Les enquêteurs de la région de Perm (Oural), d’où était originaire l’adolescente, ont indiqué qu’ils devront déterminer si de possibles “négligences” ont contribué à causer la mort de Vlada Dziouba vendredi dans un hôpital chinois, sans qu’aucun suspect ne soit nommé à ce stade.

Vlada Dziouba a commencé à être frappée de vertiges mardi.

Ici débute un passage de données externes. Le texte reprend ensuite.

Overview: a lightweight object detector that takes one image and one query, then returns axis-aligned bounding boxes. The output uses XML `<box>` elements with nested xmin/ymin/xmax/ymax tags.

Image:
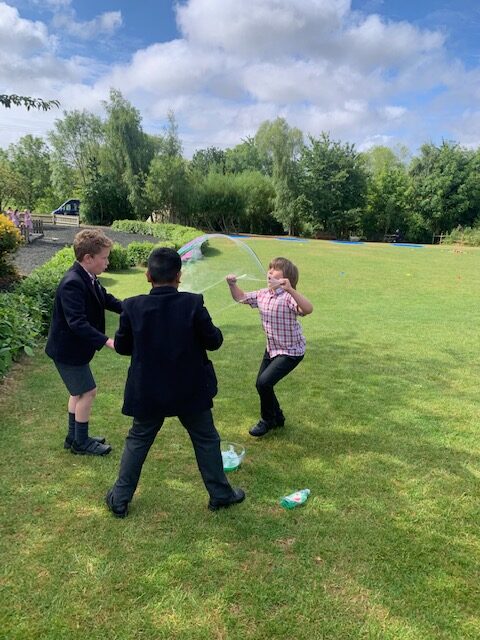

Elle a été hospitalisée le lendemain, mais son état de santé s’est rapidement dégradé.

Le journal russe en langue anglaise The Siberian Times a assuré que la jeune fille avait succombé à une méningite, aggravée par un profond état d‘épuisement après “un défilé de mode éreintant à Shanghai”.

Mais l’agence chinoise de mannequins ESEE a rejeté lundi ces accusations, soulignant que l’adolescente avait commencé à se sentir mal six jours après la fin de la Semaine de la mode.

Sa mort a néanmoins relancé le débat sur les conditions de travail et la couverture santé des mannequins étrangères en Chine, dont beaucoup sont originaires de pays de l’ex-URSS.

Le consul général russe à Shanghai, Alexeï Ievsikov, a averti mardi que le secteur de la mode en Chine “prenait un tournant malsain” pour les jeunes mannequins, souvent mineures.